By Rica Lewis ; Updated June 13, 2017

The safety of prescription drugs in pregnancy is based on various factors that are specific to each woman. Many times, the safety of the drugs are uncertain, as studies done on animals may not reflect the same result in humans. Your doctor will use careful judgment to decide whether the benefits outweigh the risks. To assist doctors in deciding, the FDA created pregnancy letter categories to help describe the level of safety according to research. These categories are listed on drug labels, making it simple for doctors, nurses or pharmacists to evaluate the dangers. In addition, these professionals can obtain information from textbooks and research journals.

Category A Drugs

Category A drugs are those that have been studied in pregnant women and found to cause no ill effects. They are among the safest for use and can include folic acid, and levothyroxine (thyroid hormone medicine).

Category B Drugs

Category B drugs are described as those that have not been conclusive in human studies but show no ill effects when tested on pregnant animals. This category also indicates some problems resulted, but none in pregnant women's babies. Examples of these drugs include some antibiotics, such as amoxicillin, nausea medication (Zofran), medication for diabetes (Glucophage) and insulins for the treatment of diabetes (regular and NPH insulin).

Category C Drugs

Category C drugs represent those that are not well studied in humans and had some ill effects on animals. These drugs, however, may still be more useful than harmful.

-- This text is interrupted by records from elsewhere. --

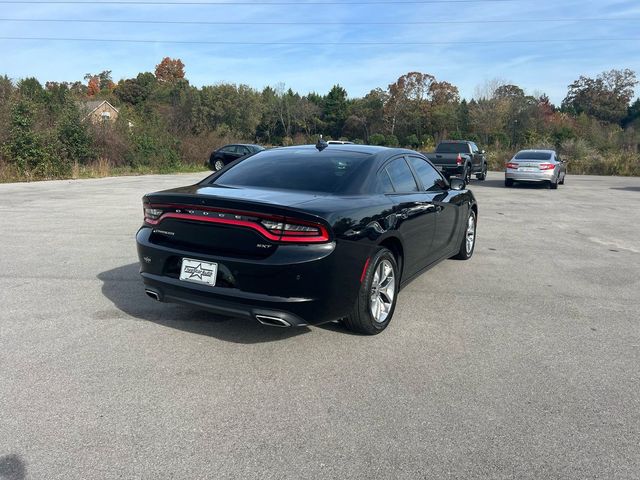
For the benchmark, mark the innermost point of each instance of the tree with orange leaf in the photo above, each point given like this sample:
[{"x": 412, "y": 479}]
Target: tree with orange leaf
[{"x": 93, "y": 87}]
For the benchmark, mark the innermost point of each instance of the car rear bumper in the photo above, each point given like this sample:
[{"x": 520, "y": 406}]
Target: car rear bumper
[{"x": 319, "y": 286}]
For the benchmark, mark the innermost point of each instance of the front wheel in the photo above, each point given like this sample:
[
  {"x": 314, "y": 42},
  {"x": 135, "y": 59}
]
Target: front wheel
[
  {"x": 468, "y": 242},
  {"x": 377, "y": 297}
]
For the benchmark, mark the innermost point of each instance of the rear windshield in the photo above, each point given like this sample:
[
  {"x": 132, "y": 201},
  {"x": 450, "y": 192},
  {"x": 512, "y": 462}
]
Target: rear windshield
[
  {"x": 452, "y": 148},
  {"x": 301, "y": 170},
  {"x": 533, "y": 156}
]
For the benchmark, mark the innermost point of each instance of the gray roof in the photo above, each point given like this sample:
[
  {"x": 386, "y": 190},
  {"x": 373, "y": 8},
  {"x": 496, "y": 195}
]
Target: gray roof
[{"x": 90, "y": 105}]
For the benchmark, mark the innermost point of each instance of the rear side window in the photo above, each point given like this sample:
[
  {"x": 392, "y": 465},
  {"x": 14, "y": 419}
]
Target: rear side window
[
  {"x": 401, "y": 176},
  {"x": 533, "y": 156},
  {"x": 301, "y": 170},
  {"x": 427, "y": 174},
  {"x": 383, "y": 182}
]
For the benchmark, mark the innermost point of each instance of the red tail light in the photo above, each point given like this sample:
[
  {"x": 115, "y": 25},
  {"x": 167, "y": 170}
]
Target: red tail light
[{"x": 276, "y": 229}]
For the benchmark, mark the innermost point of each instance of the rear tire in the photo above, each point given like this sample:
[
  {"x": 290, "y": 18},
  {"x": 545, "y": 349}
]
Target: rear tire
[
  {"x": 468, "y": 242},
  {"x": 377, "y": 297}
]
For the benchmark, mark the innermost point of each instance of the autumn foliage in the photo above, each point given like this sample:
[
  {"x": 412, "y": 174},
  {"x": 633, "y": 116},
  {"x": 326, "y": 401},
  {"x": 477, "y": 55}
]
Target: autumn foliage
[
  {"x": 93, "y": 88},
  {"x": 164, "y": 123}
]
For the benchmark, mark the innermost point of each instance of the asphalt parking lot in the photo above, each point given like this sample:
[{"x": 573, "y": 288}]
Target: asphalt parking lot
[{"x": 523, "y": 362}]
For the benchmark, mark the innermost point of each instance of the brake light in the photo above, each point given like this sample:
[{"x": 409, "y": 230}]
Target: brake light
[
  {"x": 276, "y": 229},
  {"x": 152, "y": 215},
  {"x": 296, "y": 232}
]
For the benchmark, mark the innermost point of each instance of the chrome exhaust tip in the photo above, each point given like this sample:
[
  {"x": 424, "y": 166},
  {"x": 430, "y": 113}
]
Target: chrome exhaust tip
[
  {"x": 272, "y": 321},
  {"x": 152, "y": 294}
]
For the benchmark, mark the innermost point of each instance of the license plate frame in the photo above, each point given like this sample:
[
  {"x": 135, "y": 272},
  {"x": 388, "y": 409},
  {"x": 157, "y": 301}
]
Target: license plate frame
[{"x": 198, "y": 271}]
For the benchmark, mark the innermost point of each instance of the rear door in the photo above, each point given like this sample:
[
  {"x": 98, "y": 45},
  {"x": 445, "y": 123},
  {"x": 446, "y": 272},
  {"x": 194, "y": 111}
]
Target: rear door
[
  {"x": 415, "y": 214},
  {"x": 476, "y": 156},
  {"x": 446, "y": 216}
]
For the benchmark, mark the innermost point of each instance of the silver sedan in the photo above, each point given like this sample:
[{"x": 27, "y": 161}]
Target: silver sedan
[{"x": 535, "y": 166}]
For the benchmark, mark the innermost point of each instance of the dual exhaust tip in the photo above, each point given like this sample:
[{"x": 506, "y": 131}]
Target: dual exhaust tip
[
  {"x": 263, "y": 319},
  {"x": 153, "y": 294},
  {"x": 272, "y": 321}
]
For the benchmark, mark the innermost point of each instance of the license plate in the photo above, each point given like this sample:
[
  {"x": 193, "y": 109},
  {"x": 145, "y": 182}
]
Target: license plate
[{"x": 197, "y": 271}]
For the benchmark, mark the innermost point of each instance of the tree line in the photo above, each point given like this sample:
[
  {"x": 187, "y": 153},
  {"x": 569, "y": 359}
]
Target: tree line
[{"x": 165, "y": 124}]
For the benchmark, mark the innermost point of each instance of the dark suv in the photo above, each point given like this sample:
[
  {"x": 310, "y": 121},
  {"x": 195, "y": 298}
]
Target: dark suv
[{"x": 229, "y": 153}]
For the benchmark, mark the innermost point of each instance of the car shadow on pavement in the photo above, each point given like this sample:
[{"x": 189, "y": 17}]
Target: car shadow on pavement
[
  {"x": 123, "y": 287},
  {"x": 627, "y": 189},
  {"x": 499, "y": 183}
]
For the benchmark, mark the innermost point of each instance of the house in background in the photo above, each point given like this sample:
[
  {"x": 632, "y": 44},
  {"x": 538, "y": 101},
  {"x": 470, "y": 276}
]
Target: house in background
[{"x": 99, "y": 111}]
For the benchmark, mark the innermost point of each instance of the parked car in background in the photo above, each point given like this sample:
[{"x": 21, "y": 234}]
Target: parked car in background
[
  {"x": 460, "y": 158},
  {"x": 305, "y": 235},
  {"x": 227, "y": 154},
  {"x": 535, "y": 166}
]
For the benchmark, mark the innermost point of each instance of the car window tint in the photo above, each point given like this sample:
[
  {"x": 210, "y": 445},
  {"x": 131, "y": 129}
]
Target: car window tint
[
  {"x": 401, "y": 176},
  {"x": 383, "y": 182},
  {"x": 301, "y": 170},
  {"x": 452, "y": 148},
  {"x": 426, "y": 173},
  {"x": 529, "y": 155}
]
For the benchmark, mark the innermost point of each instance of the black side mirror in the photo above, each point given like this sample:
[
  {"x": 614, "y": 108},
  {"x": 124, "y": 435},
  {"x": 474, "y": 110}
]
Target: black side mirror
[{"x": 456, "y": 184}]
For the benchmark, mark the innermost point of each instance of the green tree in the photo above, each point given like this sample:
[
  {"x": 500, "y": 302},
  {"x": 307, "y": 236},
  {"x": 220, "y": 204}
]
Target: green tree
[
  {"x": 335, "y": 110},
  {"x": 605, "y": 97}
]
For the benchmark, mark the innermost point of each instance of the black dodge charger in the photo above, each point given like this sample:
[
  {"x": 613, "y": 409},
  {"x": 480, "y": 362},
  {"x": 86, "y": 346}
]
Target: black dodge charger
[{"x": 305, "y": 235}]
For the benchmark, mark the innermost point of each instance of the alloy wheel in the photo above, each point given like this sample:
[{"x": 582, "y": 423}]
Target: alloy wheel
[
  {"x": 382, "y": 291},
  {"x": 470, "y": 233}
]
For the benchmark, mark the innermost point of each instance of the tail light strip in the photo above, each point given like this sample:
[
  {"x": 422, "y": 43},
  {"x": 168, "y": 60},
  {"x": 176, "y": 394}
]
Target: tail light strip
[{"x": 285, "y": 231}]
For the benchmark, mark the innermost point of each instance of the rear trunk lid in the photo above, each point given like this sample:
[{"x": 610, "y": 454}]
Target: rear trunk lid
[{"x": 234, "y": 222}]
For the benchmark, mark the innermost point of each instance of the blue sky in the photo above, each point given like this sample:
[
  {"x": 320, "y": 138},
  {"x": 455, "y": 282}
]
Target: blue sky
[{"x": 536, "y": 67}]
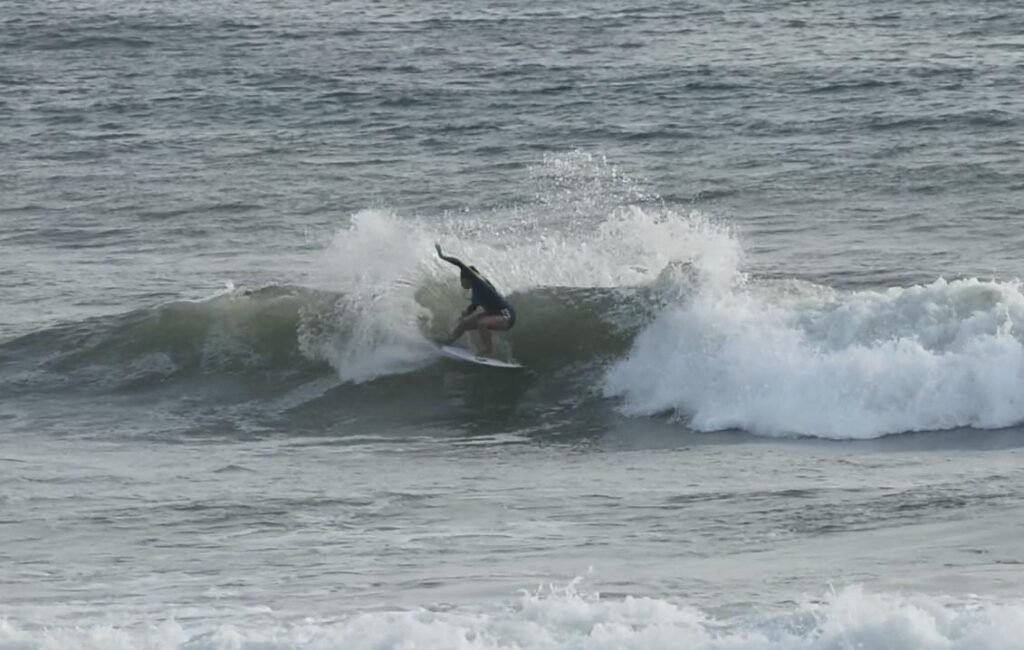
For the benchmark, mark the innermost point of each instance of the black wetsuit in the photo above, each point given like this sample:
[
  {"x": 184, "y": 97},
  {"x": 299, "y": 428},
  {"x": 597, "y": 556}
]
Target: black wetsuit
[{"x": 484, "y": 294}]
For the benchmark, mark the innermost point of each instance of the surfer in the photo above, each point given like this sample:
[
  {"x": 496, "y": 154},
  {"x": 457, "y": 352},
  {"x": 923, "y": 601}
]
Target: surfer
[{"x": 487, "y": 309}]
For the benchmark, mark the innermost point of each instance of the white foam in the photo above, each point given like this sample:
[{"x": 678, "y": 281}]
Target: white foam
[
  {"x": 581, "y": 231},
  {"x": 782, "y": 359},
  {"x": 556, "y": 619}
]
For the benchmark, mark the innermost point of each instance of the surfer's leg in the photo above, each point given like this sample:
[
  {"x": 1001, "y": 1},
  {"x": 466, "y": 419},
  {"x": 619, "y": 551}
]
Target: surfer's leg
[
  {"x": 467, "y": 323},
  {"x": 485, "y": 323}
]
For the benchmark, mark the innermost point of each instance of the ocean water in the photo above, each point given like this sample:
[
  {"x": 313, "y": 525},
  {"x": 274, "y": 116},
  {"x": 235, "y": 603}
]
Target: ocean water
[{"x": 766, "y": 260}]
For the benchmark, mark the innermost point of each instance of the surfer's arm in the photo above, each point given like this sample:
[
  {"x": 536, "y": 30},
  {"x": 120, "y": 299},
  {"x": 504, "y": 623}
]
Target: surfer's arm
[{"x": 451, "y": 260}]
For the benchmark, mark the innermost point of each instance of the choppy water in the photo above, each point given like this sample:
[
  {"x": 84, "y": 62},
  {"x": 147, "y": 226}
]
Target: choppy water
[{"x": 765, "y": 258}]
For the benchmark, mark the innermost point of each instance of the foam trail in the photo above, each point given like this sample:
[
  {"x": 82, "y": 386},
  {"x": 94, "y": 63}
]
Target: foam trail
[
  {"x": 565, "y": 618},
  {"x": 792, "y": 359},
  {"x": 395, "y": 292}
]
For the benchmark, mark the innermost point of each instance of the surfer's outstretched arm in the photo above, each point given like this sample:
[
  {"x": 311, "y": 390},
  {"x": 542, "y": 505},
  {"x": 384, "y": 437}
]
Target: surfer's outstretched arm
[{"x": 451, "y": 260}]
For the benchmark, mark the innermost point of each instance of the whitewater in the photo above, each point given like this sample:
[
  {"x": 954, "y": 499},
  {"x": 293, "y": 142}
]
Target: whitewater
[{"x": 765, "y": 258}]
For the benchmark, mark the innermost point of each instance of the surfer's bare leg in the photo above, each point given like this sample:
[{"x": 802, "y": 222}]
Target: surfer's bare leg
[
  {"x": 485, "y": 323},
  {"x": 467, "y": 323}
]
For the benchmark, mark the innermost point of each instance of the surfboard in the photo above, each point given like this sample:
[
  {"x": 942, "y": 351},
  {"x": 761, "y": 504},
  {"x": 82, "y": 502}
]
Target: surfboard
[{"x": 466, "y": 355}]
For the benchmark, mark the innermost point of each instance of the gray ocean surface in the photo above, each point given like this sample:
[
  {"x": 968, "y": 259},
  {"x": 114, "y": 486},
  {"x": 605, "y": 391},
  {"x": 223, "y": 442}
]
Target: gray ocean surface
[{"x": 765, "y": 258}]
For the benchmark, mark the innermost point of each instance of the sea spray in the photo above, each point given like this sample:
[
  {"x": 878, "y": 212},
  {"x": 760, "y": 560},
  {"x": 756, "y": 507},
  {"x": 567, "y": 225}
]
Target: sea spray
[{"x": 827, "y": 363}]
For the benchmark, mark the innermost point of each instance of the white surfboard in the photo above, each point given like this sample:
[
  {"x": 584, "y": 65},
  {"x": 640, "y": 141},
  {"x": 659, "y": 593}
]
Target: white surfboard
[{"x": 466, "y": 355}]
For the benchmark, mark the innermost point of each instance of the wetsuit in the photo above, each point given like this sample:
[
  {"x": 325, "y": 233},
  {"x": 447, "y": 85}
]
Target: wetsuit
[{"x": 484, "y": 294}]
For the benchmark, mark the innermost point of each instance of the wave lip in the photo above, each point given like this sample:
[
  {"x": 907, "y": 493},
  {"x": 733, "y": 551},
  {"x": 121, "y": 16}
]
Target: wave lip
[
  {"x": 792, "y": 359},
  {"x": 553, "y": 619}
]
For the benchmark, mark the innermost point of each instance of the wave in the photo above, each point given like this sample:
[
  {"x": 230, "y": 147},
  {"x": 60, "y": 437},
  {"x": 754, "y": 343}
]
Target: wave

In addition, the research might also indicate a lack of appropriate research in both humans and animals. Examples include medicines for yeast infections (Diflucan) asthma medications (albuterol) and depression medications like Zoloft and Prozac.

Categogy D Drugs

Category D drugs are riskier medications that confirm some babies of pregnant women were born with problems related to the medication. Your doctor will decide if the risk is worth taking based on the need for the drug. Examples include depression medications (Paxil) seizure medications (Dilantin), certain chemotherapy drugs and bipolar drugs (lithium). In some cases, a mother may have side effects of a disorder that pose a greater danger to herself and her baby without medication and would likely be instructed to continue her medication throughout pregnancy.